Graves received a revolutionary nerve-sparing procedure developed by Dr. Patrick Walsh and performed by Dr. Arthur Burnett, a full professor and leading urologist on staff.
The technique allows for prostate removal with the preservation of potency and continence.
Graves' first warning sign came in the form of an irregular PSA (prostate specific antigen) test and was later confirmed by a biopsy. Dr. Burnett deemed the operation successful and expects Graves to make a full recovery.
"The disease has changed my life forever," says Graves. "I must take a PSA test every three months for the rest of my life so that the condition can be constantly monitored."
Graves chose to come forward with his personal health situation after Dr. Burnett shared with him that as African-American men they belong to the ethnic group most likely to develop the disease.
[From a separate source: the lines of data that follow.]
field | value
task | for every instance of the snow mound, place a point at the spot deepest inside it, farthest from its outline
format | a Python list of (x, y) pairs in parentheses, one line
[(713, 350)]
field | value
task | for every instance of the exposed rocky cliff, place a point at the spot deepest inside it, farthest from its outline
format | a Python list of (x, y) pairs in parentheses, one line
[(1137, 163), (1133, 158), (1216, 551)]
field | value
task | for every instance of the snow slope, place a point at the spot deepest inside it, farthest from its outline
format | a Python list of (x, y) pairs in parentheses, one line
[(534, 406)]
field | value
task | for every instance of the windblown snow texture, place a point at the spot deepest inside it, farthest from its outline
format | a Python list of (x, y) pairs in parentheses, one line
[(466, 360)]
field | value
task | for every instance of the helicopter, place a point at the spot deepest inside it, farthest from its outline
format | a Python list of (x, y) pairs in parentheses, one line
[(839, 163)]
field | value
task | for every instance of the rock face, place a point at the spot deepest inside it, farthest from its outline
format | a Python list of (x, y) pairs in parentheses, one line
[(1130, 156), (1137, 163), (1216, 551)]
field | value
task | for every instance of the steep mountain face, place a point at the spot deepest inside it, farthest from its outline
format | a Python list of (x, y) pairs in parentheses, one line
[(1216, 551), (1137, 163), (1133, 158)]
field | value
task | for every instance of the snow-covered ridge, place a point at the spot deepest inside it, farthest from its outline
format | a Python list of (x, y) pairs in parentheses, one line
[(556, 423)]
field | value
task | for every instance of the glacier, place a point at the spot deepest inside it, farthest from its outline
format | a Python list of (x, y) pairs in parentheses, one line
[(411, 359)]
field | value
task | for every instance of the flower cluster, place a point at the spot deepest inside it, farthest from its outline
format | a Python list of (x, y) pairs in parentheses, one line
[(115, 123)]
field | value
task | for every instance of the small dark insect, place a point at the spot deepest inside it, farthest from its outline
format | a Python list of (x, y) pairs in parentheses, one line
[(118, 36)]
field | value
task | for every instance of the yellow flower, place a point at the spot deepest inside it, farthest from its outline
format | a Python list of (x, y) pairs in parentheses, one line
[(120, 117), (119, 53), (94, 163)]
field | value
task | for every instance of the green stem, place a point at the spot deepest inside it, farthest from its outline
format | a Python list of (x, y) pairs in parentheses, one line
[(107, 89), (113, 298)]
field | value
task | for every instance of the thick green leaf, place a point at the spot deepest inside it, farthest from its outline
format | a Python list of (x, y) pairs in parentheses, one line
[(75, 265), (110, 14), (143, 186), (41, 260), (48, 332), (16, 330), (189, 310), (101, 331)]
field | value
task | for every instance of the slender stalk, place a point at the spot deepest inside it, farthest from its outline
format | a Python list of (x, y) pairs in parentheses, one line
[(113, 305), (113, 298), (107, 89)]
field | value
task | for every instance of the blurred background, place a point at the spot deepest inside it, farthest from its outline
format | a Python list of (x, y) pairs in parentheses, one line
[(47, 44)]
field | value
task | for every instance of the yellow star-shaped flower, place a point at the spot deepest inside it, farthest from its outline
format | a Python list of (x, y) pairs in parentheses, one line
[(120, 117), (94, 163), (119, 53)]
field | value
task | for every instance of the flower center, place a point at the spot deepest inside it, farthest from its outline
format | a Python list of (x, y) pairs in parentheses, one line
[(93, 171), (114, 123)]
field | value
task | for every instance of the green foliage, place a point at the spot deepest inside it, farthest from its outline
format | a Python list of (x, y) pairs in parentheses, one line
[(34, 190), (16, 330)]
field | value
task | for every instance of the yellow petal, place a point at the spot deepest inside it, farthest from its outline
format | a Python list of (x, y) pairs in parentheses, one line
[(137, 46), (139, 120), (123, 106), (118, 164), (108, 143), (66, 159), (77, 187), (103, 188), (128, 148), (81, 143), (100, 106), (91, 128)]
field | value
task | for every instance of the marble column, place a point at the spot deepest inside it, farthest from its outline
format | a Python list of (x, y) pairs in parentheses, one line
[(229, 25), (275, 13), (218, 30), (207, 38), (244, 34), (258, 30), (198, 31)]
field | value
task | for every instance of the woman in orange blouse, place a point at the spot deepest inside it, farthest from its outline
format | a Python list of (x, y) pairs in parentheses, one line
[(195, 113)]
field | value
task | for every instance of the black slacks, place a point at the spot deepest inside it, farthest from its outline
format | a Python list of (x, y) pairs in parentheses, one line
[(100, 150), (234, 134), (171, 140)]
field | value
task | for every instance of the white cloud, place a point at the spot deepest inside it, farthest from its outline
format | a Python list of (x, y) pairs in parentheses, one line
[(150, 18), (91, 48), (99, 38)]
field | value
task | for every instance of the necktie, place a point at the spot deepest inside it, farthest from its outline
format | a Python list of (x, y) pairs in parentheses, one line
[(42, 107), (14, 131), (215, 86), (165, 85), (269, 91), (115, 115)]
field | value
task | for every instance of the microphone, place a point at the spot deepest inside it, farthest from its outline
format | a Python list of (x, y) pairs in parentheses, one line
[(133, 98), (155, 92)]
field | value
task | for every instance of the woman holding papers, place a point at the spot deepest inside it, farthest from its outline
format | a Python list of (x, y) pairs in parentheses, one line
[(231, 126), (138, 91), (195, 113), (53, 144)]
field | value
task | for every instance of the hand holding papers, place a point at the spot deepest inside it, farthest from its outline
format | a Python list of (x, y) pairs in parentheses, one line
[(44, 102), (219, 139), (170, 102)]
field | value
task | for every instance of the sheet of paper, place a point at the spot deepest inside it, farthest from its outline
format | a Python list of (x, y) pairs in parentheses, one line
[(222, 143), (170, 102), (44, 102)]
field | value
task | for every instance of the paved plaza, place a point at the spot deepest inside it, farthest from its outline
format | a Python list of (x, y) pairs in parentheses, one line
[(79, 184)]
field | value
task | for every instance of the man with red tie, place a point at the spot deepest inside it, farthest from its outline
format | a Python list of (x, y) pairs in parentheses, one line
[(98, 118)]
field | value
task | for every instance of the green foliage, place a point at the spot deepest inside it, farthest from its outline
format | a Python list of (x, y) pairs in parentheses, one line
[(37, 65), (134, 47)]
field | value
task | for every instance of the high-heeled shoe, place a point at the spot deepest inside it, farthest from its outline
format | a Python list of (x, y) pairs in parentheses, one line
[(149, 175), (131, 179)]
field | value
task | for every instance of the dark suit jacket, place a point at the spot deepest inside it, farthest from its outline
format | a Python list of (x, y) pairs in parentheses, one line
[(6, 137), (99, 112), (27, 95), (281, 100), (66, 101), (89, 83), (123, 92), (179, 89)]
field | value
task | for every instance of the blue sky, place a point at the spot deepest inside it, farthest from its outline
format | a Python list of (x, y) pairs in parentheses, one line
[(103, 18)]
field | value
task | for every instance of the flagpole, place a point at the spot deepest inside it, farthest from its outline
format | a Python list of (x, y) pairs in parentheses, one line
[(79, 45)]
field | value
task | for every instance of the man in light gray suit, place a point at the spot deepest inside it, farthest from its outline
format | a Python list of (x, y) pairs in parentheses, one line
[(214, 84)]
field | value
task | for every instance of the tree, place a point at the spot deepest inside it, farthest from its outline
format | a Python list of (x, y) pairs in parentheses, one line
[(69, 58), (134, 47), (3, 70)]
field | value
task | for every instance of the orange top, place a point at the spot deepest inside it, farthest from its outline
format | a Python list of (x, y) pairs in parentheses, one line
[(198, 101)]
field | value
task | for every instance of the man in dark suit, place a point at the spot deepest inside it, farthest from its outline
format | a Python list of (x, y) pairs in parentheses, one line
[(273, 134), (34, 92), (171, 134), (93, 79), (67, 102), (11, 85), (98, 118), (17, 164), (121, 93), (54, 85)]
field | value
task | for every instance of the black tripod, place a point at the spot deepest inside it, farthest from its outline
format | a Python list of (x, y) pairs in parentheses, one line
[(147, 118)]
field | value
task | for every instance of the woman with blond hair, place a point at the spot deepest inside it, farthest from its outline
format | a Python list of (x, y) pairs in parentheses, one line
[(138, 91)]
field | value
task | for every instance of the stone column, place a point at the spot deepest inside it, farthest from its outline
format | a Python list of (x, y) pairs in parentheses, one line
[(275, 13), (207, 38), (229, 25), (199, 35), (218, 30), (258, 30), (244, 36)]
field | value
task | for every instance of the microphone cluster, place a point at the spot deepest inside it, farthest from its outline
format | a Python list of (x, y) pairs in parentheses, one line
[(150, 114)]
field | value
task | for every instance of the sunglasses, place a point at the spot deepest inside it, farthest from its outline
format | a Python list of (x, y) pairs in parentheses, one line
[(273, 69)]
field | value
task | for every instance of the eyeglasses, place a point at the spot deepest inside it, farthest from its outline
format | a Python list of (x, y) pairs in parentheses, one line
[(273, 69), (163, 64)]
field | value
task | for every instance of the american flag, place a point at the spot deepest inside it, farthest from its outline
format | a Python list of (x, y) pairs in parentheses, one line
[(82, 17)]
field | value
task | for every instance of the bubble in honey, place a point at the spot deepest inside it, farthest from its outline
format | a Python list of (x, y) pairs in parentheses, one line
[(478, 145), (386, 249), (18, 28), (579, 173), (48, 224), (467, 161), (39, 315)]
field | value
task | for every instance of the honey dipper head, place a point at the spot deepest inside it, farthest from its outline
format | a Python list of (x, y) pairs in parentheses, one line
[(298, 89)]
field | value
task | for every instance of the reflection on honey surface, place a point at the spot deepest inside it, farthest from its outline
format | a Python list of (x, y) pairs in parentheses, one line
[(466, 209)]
According to the National Cancer Institute, prostate cancer among Black males is almost at epidemic levels.
Black men in America are at least 50 percent more likely to develop prostate cancer than men of any other racial or ethnic group in this country. Roughly 66 percent of Black men diagnosed with prostate cancer survive at least five years compared to 81 percent of White men with the disease. This may be due, in part, to the fact that Black men tend to be diagnosed at later stages, after the cancer has grown. Mortality rates among Black prostate cancer victims are twice as high as that for White men, and this rate is increasing almost 2 percent a year.
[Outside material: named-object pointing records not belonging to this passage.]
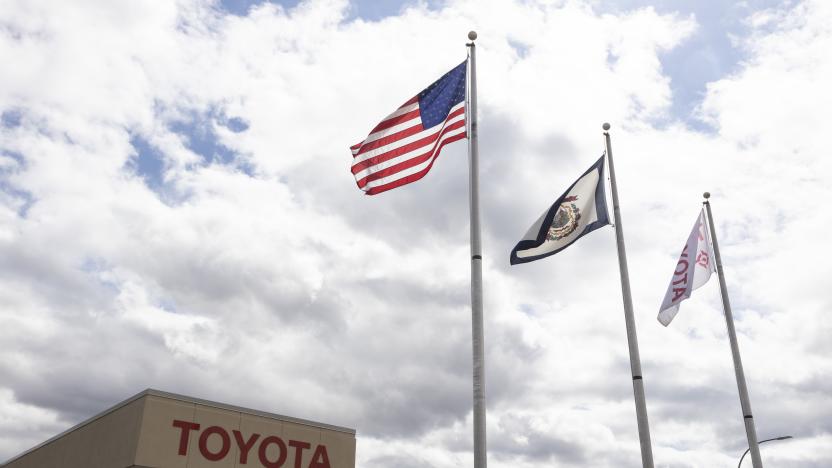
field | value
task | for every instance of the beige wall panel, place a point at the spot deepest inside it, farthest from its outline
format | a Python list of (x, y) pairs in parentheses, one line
[(206, 417), (341, 448), (76, 455), (159, 440), (250, 424), (49, 455), (301, 433), (112, 439)]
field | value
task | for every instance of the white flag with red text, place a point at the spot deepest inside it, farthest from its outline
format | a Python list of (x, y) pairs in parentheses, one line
[(693, 269)]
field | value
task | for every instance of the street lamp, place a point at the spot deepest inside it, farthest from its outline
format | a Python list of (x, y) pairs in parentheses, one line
[(760, 442)]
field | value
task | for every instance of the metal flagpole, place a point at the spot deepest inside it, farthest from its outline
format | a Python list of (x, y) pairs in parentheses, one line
[(476, 264), (750, 431), (632, 339)]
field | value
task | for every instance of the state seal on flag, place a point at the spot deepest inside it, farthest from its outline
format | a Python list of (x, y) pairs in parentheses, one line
[(566, 219)]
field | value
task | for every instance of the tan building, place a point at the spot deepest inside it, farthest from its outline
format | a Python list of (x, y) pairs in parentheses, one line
[(162, 430)]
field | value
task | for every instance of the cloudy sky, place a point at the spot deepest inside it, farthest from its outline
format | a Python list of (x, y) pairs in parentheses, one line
[(177, 212)]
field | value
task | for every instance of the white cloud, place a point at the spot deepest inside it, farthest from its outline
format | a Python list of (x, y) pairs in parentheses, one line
[(270, 281)]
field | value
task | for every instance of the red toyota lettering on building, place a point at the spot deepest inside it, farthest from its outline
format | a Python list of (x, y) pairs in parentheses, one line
[(320, 458)]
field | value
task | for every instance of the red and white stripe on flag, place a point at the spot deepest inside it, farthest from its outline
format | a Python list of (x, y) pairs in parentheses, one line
[(400, 150)]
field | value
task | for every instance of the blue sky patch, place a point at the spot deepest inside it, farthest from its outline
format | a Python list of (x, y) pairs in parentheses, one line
[(149, 162), (236, 124)]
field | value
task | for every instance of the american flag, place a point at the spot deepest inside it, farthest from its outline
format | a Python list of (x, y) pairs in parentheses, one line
[(402, 148)]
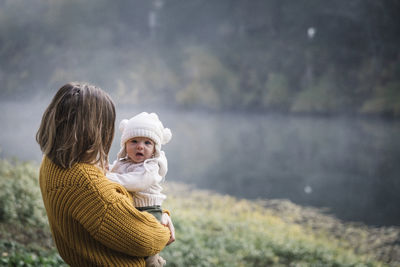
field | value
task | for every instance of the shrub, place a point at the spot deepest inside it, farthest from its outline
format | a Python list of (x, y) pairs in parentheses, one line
[(20, 197)]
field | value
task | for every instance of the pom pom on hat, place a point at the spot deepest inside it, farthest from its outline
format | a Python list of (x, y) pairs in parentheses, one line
[(144, 125)]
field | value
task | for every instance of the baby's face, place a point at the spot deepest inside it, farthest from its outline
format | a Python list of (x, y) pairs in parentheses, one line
[(139, 149)]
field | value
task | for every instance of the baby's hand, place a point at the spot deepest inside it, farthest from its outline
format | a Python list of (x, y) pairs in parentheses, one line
[(166, 221)]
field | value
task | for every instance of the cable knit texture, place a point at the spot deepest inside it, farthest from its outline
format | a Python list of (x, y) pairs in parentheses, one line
[(93, 221)]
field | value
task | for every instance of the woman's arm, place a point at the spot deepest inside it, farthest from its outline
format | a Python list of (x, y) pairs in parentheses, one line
[(118, 225)]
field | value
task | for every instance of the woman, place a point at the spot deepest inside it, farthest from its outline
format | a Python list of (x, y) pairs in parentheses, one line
[(92, 220)]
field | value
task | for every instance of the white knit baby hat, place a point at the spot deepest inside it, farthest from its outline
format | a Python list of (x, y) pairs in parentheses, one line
[(144, 125)]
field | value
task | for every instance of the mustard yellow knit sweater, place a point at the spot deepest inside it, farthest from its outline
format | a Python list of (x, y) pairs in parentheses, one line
[(93, 221)]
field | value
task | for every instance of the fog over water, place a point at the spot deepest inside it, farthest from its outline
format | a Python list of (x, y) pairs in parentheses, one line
[(348, 165)]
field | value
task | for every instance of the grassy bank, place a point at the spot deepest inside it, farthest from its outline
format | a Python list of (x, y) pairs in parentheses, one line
[(211, 230)]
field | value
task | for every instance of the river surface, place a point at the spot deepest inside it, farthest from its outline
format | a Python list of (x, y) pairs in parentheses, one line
[(348, 166)]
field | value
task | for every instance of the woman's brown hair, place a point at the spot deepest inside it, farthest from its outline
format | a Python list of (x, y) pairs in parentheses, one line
[(78, 126)]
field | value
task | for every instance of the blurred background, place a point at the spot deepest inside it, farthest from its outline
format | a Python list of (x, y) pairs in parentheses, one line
[(265, 99)]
"Prostate cancer can be treated successfully if caught early," Graves says. In the May issue of Black Enterprise, he issues an urgent call for all men age 40 and over to get tested and keep getting tested every year.
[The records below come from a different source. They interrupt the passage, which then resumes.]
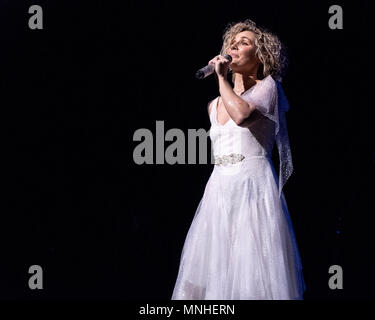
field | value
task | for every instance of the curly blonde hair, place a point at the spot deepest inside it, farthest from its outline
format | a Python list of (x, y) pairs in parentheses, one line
[(269, 49)]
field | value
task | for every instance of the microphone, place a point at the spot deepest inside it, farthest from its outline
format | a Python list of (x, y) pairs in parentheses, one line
[(207, 70)]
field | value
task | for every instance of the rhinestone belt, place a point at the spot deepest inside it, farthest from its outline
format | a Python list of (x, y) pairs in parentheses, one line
[(231, 158)]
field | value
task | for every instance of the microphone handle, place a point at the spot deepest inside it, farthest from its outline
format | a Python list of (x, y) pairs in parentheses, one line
[(207, 70)]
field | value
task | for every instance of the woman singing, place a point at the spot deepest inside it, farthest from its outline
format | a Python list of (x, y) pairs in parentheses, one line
[(241, 243)]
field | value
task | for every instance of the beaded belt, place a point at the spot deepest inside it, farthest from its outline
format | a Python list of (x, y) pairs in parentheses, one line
[(231, 158)]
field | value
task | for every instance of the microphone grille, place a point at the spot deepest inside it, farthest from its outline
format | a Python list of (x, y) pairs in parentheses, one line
[(228, 57)]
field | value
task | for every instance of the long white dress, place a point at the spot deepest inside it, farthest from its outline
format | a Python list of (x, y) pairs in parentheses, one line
[(241, 244)]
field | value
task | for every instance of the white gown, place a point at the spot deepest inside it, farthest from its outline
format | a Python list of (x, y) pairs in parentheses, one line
[(241, 243)]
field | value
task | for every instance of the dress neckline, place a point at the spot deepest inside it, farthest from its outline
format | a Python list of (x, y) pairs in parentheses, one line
[(217, 102)]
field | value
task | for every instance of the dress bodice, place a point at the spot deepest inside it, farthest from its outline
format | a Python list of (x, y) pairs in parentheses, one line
[(256, 140)]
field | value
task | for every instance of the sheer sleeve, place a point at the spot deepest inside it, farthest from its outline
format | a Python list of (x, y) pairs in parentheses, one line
[(268, 97)]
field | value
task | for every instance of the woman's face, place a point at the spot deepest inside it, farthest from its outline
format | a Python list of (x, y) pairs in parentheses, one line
[(242, 49)]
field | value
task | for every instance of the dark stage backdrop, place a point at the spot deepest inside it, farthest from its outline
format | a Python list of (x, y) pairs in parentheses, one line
[(73, 94)]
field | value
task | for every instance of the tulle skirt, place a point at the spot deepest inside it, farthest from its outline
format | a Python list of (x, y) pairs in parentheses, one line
[(241, 243)]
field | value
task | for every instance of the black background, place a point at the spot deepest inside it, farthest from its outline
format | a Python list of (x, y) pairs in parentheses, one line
[(74, 93)]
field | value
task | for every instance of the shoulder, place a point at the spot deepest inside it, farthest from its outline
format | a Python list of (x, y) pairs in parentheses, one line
[(210, 105)]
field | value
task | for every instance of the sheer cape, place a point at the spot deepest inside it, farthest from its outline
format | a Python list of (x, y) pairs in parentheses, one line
[(269, 98)]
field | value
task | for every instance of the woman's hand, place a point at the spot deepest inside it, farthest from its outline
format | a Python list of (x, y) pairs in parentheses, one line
[(221, 65)]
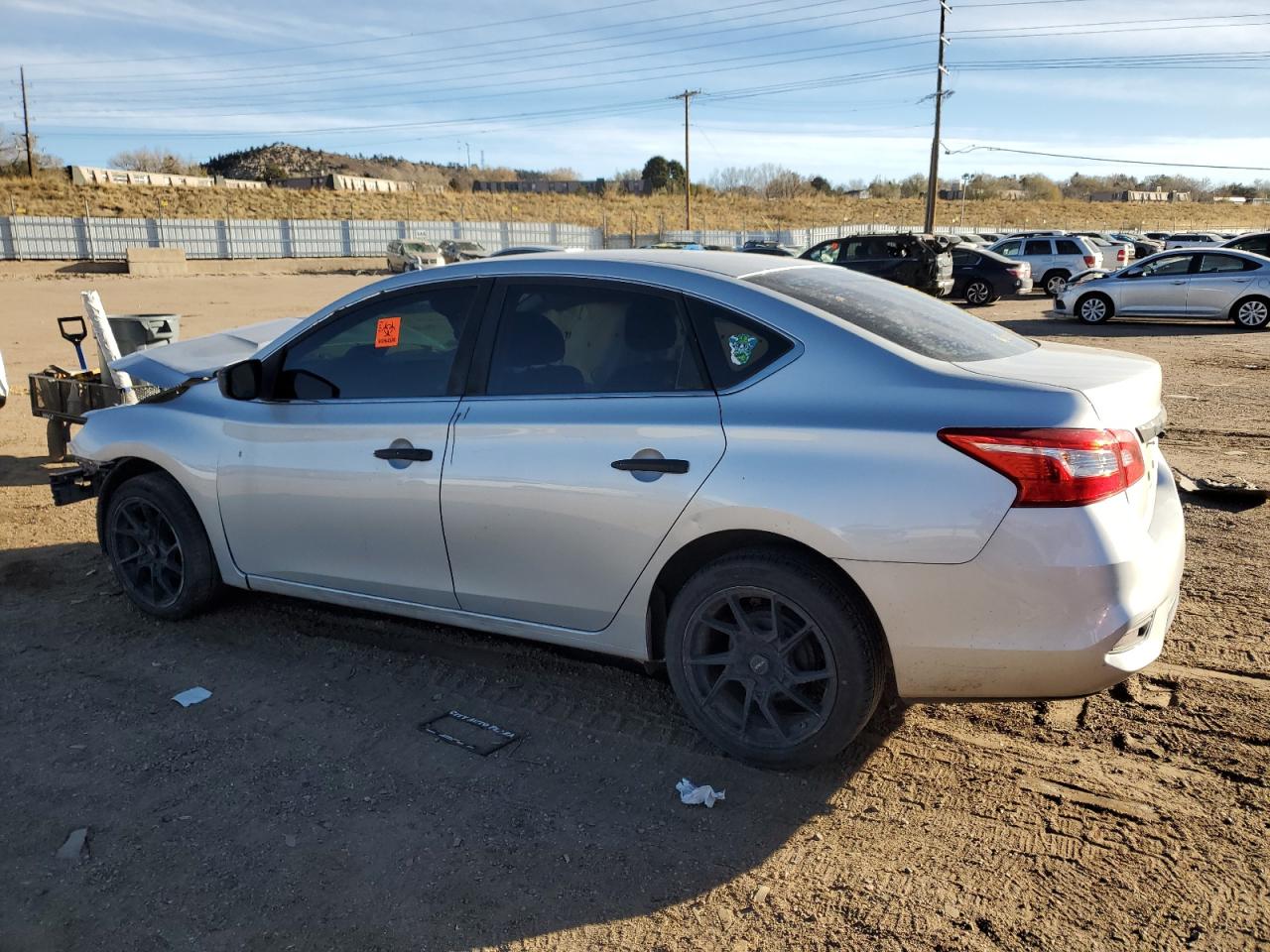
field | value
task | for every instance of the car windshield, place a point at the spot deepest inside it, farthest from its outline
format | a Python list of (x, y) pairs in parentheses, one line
[(912, 320)]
"Each and every person at risk needs to learn about the disease; commit to be tested and make the lifestyle, health and dietary choices that can help prevent the disease."
Graves' personal story, detailed in the Black Enterprise Publisher's Page, is followed by a prostate cancer resource guide to help direct men to local resources, including locations for PSA screenings in their area.
"I didn't want to get prostate cancer, no one does," Graves says. "But I am hopeful that coming forward with my story will convince those who are most vulnerable to take action."